Elle était désormais seule au monde, avec son secret. Elle ne pouvait demander conseil à personne. Elle fit tout ce qu’elle put avec ses pauvres moyens. Elle avait entendu, autrefois, les grandes personnes qui ne se méfiaient pas des enfants parler à mots couverts de ces choses défendues, donner des conseils :

— Fais-lui prendre de la salsepareille.

— Donne-lui des infusions de consoude.

— Fais-la sauter à la corde une heure par jour.

— Ça ne fait rien tout ça ! Le mieux, c’est une aiguille à tricoter !

Marlène se voilait la face devant ces horreurs. Finalement, elle n’avait rien tenté.

« Quand même, qui m’aurait dit ça, ce jour-là ? Tout ce temps qu’il était contre moi, je voulais me figurer que c’était le Telmon. Lui, il ne m’aurait pas mise enceinte ! Il a fait ça avec peut-être douze pouffiasses que je connais et qui n’ont pas eu d’enfant. Elles s’en flattent même ! C’est vrai qu’il est si réputé ! Il fallait juste que ça tombe sur moi ! »
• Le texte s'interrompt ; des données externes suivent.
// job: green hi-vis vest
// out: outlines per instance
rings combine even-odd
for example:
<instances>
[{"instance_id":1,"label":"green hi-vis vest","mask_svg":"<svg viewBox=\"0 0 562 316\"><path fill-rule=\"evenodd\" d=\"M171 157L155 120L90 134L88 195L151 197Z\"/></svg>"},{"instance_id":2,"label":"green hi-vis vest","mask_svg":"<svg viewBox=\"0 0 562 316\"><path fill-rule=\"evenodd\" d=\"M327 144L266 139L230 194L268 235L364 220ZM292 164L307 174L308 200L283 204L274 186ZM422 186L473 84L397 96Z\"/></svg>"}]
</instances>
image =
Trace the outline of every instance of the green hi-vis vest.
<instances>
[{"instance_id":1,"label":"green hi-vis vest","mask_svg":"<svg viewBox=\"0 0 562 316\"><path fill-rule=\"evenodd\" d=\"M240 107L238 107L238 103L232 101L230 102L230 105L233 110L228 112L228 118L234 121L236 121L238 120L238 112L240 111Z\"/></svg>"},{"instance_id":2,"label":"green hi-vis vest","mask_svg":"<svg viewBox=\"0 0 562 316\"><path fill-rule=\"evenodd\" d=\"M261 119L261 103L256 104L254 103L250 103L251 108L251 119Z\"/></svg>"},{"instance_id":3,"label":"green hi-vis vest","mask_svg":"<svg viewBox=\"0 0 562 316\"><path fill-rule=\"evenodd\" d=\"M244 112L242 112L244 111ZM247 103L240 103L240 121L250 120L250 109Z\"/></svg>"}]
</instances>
Ces paroles, Marlène les marmonnait ce jour-là, en sortant de la maison pour échapper à la vision insupportable de ses belles-sœurs en train de faire la toilette de Laure. L’odeur même des langes lui soulevait le cœur. C’était le seul moment où elle quittait sa chambre. Le reste du temps, elle s’alanguissait sur une chaise longue.

Il avait plu. Le grand pré en trapèze sous la ferme, derrière la haie de bouleaux, chatoyait vert sous le soleil de mai. C’était le point de rassemblement des brebis quand elles descendaient des pâturages. Elles buvaient au ruisseau et elles allaient lécher les assaloirs.

Ces assaloirs, c’étaient quatre dalles longues comme des tombes. Elles étaient blanches à force d’intempéries supportées. La langue des brebis les avait creusées depuis tant de siècles qu’elles léchaient le sel qui les garnissait. L’arrière-grand-père, mort depuis longtemps, ignorait lui-même qui, autrefois, avait disposé ces assaloirs.

— Marlène, Marlène !

C’était Aimée qui arrivait en courant, portant dans ses bras Laure toute langée de frais.

— Marlène ! Pendant que tu fais rien, prends-moi un peu la petite !

Marlène eut un geste de recul.

— Un quart d’heure ! Ça te tuera pas quand même ! Ma mère est à la cuisine. Juliette est au troupeau et moi, mon père vient de me donner l’ordre d’aller au bourg lui chercher un paquet de tabac.

Aimée, après ces paroles, déposa d’autorité Laure dans les bras de sa mère et s’éloigna en courant.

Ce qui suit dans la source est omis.